The NSW wages umpire on Friday awarded a special allowance to the state's public psychiatrists, providing a 20 per cent pay bump for 12 months in a bid to attract and retain staff.
It comes after a long-running dispute, which included more than 200 psychiatrists threatening to resign.
More than 60 followed through, while another 70 shifted from staff jobs to potentially more lucrative visiting roles.Â
Even before the mass resignations, more than 140 of NSW's 433 public hospital psychiatrist roles were vacant.
The special case justified a temporary allowance to attract and retain staff specialists, the NSW Industrial Relations Commission vice president said.

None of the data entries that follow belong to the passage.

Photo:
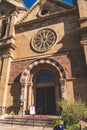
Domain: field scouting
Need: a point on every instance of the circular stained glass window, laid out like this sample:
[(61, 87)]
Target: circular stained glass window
[(44, 40)]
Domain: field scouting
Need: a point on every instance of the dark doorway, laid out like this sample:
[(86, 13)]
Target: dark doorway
[(45, 99)]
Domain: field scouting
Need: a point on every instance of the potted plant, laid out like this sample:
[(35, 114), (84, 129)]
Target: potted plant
[(58, 124)]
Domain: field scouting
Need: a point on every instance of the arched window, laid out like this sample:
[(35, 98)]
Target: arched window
[(45, 77)]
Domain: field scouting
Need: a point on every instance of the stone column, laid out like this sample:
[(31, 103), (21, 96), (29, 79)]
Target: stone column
[(24, 98), (30, 94), (63, 89), (5, 76)]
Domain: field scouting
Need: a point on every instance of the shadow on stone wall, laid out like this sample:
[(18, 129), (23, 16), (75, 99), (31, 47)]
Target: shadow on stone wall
[(15, 93)]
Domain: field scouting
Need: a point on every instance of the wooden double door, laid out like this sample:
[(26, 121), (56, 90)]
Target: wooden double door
[(45, 100)]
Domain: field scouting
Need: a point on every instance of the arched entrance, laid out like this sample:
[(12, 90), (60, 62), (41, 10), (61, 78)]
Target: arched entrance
[(45, 85), (42, 86)]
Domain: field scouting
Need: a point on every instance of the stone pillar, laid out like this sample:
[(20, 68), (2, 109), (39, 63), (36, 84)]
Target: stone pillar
[(5, 78), (63, 89), (30, 94), (82, 8)]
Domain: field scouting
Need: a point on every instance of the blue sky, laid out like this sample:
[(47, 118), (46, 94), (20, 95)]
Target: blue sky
[(29, 3)]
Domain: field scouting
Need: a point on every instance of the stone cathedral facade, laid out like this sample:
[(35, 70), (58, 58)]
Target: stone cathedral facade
[(43, 54)]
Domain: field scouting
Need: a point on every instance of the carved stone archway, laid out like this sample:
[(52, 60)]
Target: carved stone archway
[(26, 74)]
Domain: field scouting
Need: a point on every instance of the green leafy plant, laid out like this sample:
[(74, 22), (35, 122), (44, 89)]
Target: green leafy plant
[(57, 122), (73, 112), (73, 127), (85, 128)]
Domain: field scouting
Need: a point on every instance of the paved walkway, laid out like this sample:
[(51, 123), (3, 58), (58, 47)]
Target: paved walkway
[(9, 127)]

"There is an acute shortage of psychiatry staff specialists ... which is causing a deterioration in the quality of mental health care delivered in the public health system," Justice David Chin said.
"The comparatively low pay of psychiatry staff specialists is contributing to this shortage."
The mass resignations heaped pressure on the public health system, with some patients with mental health problems given beds in general wards and crisis meetings held to consider moving lower-acuity patients to the private system.
The shortage only worsened, the NSW chair of the psychiatrists' peak body said.
"Our mental health care system has gone from buckling to broken," Pramudie Gunaratne told reporters after the wage decision.
"This inaction is costing lives and it is tearing families and communities apart."
But the government said it always agreed public health staff deserved a raise.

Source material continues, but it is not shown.